It should be noted that the above-mentioned computer-readable medium in the present disclosure may be a computer-readable signal medium, a computer-readable storage medium, or any combination of the two. The computer-readable storage medium may be, for example, but not limited to, an electrical, magnetic, optical, electromagnetic, infrared, or semiconductor system, apparatus or device, or any combination of the above. More specific examples of the computer-readable storage medium may include, but are not limited to: an electrical connection with one or more wires, a portable computer magnetic disk, a hard disk, a random access memory (RAM), a read-only memory (ROM), an erasable programmable read-only memory (EPROM or flash memory), an optical fiber, a portable compact disk read-only memory (CD-ROM), an optical storage device, a magnetic storage device, or any suitable combination of the above. In the present disclosure, the computer-readable storage medium may be any tangible medium that contains or stores a program, and the program may be used by or in combination with an instruction execution system, apparatus or device. In the present disclosure, the computer-readable signal medium may include a data signal propagated in a baseband or as a part of a carrier wave, and computer-readable program codes are carried therein. This propagated data signal may take many forms, including but not limited to, an electromagnetic signal, an optical signal, or any suitable combination of the above. The computer-readable signal medium may also be any computer-readable medium other than the computer-readable storage medium, and the computer-readable signal medium may send, propagate or transmit a program for use by or in combination with an instruction execution system, apparatus or device.
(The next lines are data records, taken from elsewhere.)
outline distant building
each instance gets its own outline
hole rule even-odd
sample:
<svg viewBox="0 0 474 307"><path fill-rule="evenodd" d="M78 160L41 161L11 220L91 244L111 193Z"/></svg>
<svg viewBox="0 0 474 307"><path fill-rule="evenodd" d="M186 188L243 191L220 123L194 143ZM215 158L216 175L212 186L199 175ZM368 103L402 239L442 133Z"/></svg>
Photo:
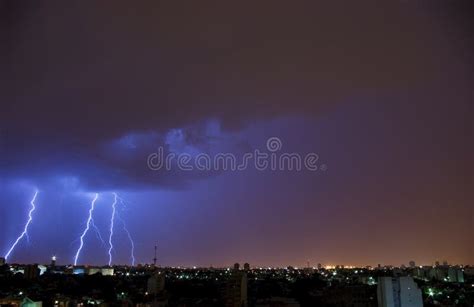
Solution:
<svg viewBox="0 0 474 307"><path fill-rule="evenodd" d="M320 298L323 306L377 307L375 287L345 285L328 288Z"/></svg>
<svg viewBox="0 0 474 307"><path fill-rule="evenodd" d="M289 297L270 297L266 299L260 299L255 304L255 307L300 307L300 304L294 299Z"/></svg>
<svg viewBox="0 0 474 307"><path fill-rule="evenodd" d="M40 275L40 269L37 264L28 264L25 266L23 275L26 279L36 279Z"/></svg>
<svg viewBox="0 0 474 307"><path fill-rule="evenodd" d="M32 299L25 297L20 298L3 298L0 299L0 306L21 306L21 307L42 307L43 302L33 301Z"/></svg>
<svg viewBox="0 0 474 307"><path fill-rule="evenodd" d="M150 295L161 294L165 290L165 274L160 272L153 274L148 278L147 292Z"/></svg>
<svg viewBox="0 0 474 307"><path fill-rule="evenodd" d="M114 275L114 269L113 268L101 268L100 272L102 273L103 276L113 276Z"/></svg>
<svg viewBox="0 0 474 307"><path fill-rule="evenodd" d="M239 265L234 265L234 270L227 281L225 289L226 307L247 307L247 273L239 270Z"/></svg>
<svg viewBox="0 0 474 307"><path fill-rule="evenodd" d="M412 277L380 277L377 286L380 307L423 306L421 290Z"/></svg>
The program codes contained on the computer-readable medium may be transmitted by any suitable medium, including but not limited to: a wire, an optical cable, RF (radio frequency), etc., or any suitable combination of the above.

The above-mentioned computer-readable medium may be contained in the above-mentioned electronic device, or may exist alone without being assembled into the electronic device.

The above computer-readable medium carries one or more programs, and when the one or more programs are executed by the electronic device, the electronic device is caused to execute the method shown in the above embodiments.

The computer program codes for executing the operations of the present disclosure may be written in one or more programming languages or a combination thereof, where the above programming languages include object-oriented programming languages such as Java, Smalltalk, C++, and also include conventional procedural programming languages such as “C” language or similar programming languages. The program codes may be executed entirely on a user computer, partly executed on a user computer, executed as an independent software package, partly executed on a user computer and partly executed on a remote computer, or entirely executed on a remote computer or a server. In the case of involving a remote computer, the remote computer may be connected to the user computer through any kind of network, including a local area network (abbreviated as LAN) or a wide area network (abbreviated as WAN), or it may be connected to an external computer (for example, connected through the Internet using an Internet service provider).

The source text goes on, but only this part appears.